Sur la Russie. Il est vrai que la Russie est incontournable comme il a été souligné, il est vrai aussi que nous sommes dans un contexte de relations plus équilibrées qu’il ne paraît. Parce que si nous sommes en partie dépendants du pétrole et du gaz russe, les russes ont aussi besoin de l’accès au marché européen. Il faut donc profiter de cet équilibre pour poser tranquillement mais fermement certaines questions ou certaines conditions, notamment en ce qui concerne l’accès aux infrastructures, les questions de transit, ou lorsqu’il s’agit d’importer de l’électricité russe de demander le respect des normes de sûreté nucléaire ou d’environnement. Ce sont des éléments très importants pour nous. Pour progresser il faut pouvoir dans le cadre de ces discussions parler d’une seule voix.

 

2.b) Le volet de l’efficacité énergétique est un grand chantier principalement sur trois secteurs : le bâtiment, les transports et les appareils électriques.

-          Pour les appareils électriques, il faut que nos produits électriques aient la double caractéristique de la performance pour ce qu’on leur demande (lorsque vous achetez un réfrigérateur, vous demandez d’abord la production de froid, la circulation de l’air dans les différents compartiments) et l’efficacité énergétique. C’est un formidable défi pour nos industriels avec l’élargissement de notre marché intérieur - presque 500 millions de consommateurs -, et un formidable atout pour l’exportation au fur et à mesure que la sensibilité sur le climat s’accroît. Et elle s’accroît partout, même aux Etats-Unis, même en Australie, et même en Chine.

-          Sur le secteur du bâtiment, il faut s’attaquer non seulement aux bâtiments nouveaux, futurs en termes d’isolation, mais à la rénovation et à la modernisation des bâtiments et du parc existant.

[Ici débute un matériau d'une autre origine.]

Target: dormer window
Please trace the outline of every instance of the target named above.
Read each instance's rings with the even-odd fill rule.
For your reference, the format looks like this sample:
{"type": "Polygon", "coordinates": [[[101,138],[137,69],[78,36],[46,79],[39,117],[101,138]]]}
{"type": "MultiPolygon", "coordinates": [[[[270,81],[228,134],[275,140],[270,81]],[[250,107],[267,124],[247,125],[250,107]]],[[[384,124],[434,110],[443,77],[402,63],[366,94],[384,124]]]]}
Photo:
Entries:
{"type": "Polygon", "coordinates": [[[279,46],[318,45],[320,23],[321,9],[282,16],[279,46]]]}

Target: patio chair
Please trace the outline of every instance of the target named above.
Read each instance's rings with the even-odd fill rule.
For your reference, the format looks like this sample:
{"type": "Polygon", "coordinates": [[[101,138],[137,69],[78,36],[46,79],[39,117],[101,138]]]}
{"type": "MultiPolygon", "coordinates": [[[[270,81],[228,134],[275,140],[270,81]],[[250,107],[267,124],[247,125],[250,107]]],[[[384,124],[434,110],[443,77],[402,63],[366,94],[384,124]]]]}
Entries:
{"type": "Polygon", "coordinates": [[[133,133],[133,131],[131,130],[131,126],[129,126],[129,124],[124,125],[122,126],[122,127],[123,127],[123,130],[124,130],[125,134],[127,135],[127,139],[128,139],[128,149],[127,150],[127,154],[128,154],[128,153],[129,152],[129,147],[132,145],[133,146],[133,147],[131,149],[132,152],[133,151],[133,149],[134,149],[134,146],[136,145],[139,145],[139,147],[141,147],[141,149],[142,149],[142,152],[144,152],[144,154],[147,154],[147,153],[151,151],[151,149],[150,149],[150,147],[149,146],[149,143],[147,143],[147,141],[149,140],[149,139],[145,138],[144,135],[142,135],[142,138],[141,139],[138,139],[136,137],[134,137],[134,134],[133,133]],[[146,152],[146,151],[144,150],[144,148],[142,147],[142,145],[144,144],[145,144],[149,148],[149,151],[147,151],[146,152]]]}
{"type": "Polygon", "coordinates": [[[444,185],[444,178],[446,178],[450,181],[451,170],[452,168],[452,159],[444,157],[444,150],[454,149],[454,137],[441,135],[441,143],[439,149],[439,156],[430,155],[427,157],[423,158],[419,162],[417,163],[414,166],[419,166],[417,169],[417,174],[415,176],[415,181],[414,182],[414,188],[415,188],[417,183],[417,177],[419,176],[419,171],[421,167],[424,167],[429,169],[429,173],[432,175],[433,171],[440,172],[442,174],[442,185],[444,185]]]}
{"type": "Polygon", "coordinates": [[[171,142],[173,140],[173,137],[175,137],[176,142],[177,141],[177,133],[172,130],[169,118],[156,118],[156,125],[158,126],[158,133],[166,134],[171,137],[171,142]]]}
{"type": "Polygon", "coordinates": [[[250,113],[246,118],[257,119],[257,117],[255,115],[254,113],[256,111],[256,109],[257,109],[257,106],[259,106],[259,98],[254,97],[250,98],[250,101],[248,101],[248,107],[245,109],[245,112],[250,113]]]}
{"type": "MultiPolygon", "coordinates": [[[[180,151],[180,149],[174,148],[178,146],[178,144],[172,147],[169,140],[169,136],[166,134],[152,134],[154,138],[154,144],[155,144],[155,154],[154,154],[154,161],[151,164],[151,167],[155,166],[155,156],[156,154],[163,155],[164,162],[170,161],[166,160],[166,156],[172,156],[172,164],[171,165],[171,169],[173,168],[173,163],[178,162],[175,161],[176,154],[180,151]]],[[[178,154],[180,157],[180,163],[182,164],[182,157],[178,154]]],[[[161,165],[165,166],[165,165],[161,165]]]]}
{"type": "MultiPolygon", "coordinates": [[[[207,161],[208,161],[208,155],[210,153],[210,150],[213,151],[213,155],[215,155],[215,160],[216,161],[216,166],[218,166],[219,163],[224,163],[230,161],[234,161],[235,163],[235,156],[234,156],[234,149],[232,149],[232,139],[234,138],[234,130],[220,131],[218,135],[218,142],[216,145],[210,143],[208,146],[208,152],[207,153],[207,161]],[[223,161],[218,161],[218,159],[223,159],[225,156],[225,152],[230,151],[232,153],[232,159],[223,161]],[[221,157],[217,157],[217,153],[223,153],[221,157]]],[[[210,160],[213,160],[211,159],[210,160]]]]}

On se rappelle qu’on a déjà une directive-bâtiment, que de ce point de vue on a le cadre légal probablement le plus avancé au monde. Il faut passer à une vitesse supérieure et expliquer à l’ensemble des consommateurs que finalement isoler une fenêtre c’est économiser à peu près 20% d’une facture de chauffage ou de climatisation. Isoler un toit c’est à peu près 30% d’économie. Comme les factures énergétiques sont des factures de plus en plus lourdes, il faut un effort important d’information et de sensibilisation des consommateurs.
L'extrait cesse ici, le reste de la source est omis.